Language reference
Full specification of the syntax and semantics of the Capa language. For a guided introduction, see the Learn track. For the built-in APIs, see the standard library page.
1. Lexical structure
1.1. Encoding
UTF-8 is required. Identifiers may contain any Unicode letter, digits, and _, but must start with a letter or _.
1.2. Comments
// Line comment (runs to the end of the line)
/// Doc comment (attaches to the next declaration)
/** Block doc comment (same role) */
Regular block comments /* ... */ are also accepted by the lexer (and ignored). Only the doc variants are attached to AST nodes.
1.3. Indentation
Capa is indentation-sensitive, à la Python. Implicit INDENT/DEDENT/NEWLINE tokens are produced by the lexer:
- Leading whitespace on a line defines its indentation level
- Increase →
INDENT - Decrease →
DEDENT - End of line →
NEWLINE - Inside
(,[,{,NEWLINEis suppressed (implicit line continuation)
1.4. Implicit continuation by leading dot
For multi-line method chaining, a line beginning with . is treated as a continuation of the previous line:
let r = xs
.filter(...)
.map(...)
.fold(...)
1.5. Keywords
fun let var if then elif else match while for in
break continue return import const type trait impl capability
true false and or not consume self Self
async await yield defer where mut
The last row lists reserved-for-future-use keywords. The lexer recognises them; the parser rejects their use.
1.6. Literals
| Type | Examples |
|---|---|
| Integer | 42, -7, 0, 1_000_000, 0xff, 0o755, 0b1010 |
| Float | 3.14, 2.0, 1e10 |
| String | "hello", "a\nb", "x = ${x}" |
| Char | 'a', '\n' |
| Bool | true, false |
| List | [1, 2, 3], [] |
| Tuple | (1, "a"), (x,), () |
| Range | a..b (exclusive), a..=b (inclusive) |
1.7. Interpolated strings
${expr} inside a string literal is parsed as a Capa expression:
let n = 7
"value = ${n * 2}" // "value = 14"
"len = ${xs.length()}"
$$ is the literal-$ escape. Nested string literals inside interpolation are not supported.
2. Type system
2.1. Primitive types
Int, Float, String, Bool, Char, Unit. See the standard library for the methods on each.
2.2. Compound types
| Construct | Syntax |
|---|---|
| List | List<T> |
| Tuple | (T1, T2, ..., Tn) |
| Function | Fun(T1, T2) -> Ret |
| Map | Map<K, V> |
| Set | Set<T> |
| Option | Option<T> |
| Result | Result<T, E> |
2.3. User-defined types
Structs:
type Person { name: String, age: Int }
Sum types (nominal variants):
type Shape =
Circle(Float)
Rectangle(Float, Float)
Square(Float)
Variants may have zero or more payloads. Variants without a payload (type X = A) are constants, used without ().
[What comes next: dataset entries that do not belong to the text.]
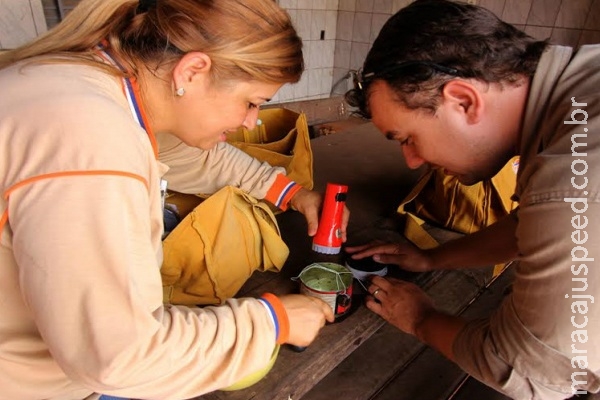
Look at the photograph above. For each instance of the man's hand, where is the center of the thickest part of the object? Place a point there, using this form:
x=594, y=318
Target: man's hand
x=400, y=303
x=404, y=255
x=307, y=315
The variant names Ok, Err, Some, and None are reserved: a user-defined sum type cannot redeclare any of them. They belong to the built-in Result and Option; shadowing them would silently change the meaning of pattern matches across a module.
2.4. Generics
Functions and types can take type parameters delimited by <>:
fun first<T>(xs: List<T>) -> Option<T>
return xs.first()
type Pair<A, B> { first: A, second: B }
Local inference: the caller rarely needs to supply explicit args. first<Int>([1,2,3]) is equivalent to first([1,2,3]).
2.5. Cross-statement inference
let xs = [] produces List<TyVar>. The first use pins the type parameter:
let xs = []
xs.push(42) // OK, infers List<Int>
xs.push("oops") // error: expects Int, got String
TyVar sharing propagates through aliases (let ys = xs) and into calls to typed functions (process(xs) where process: List<Int> -> ...).
2.6. Compatibility
compatible(expected, actual) is structural with exceptions:
TyUnknown(an untyped expression) is compatible with any typeTyVar(inference placeholder) is compatible with any type
3. Statements
3.1. Bindings
let name = "Ana" // immutable, type inferred
let age: Int = 30 // immutable, explicit type
var counter = 0 // mutable
counter = counter + 1 // assignment (only for var)
Pattern matching in bindings:
let (a, b) = pair() // tuple destructuring
let Person { name, age } = p // struct destructuring
3.2. Control flow
// if-statement
if cond
body1
elif cond2
body2
else
body3
// while
while cond
body
// for
for x in iter
body
// match (statement)
match scrutinee
pat1 -> body1
pat2 -> body2
// match (expression, multi-line)
let r = match scrutinee
pat1 -> expr1
pat2 -> expr2
// match (expression, inline single-line)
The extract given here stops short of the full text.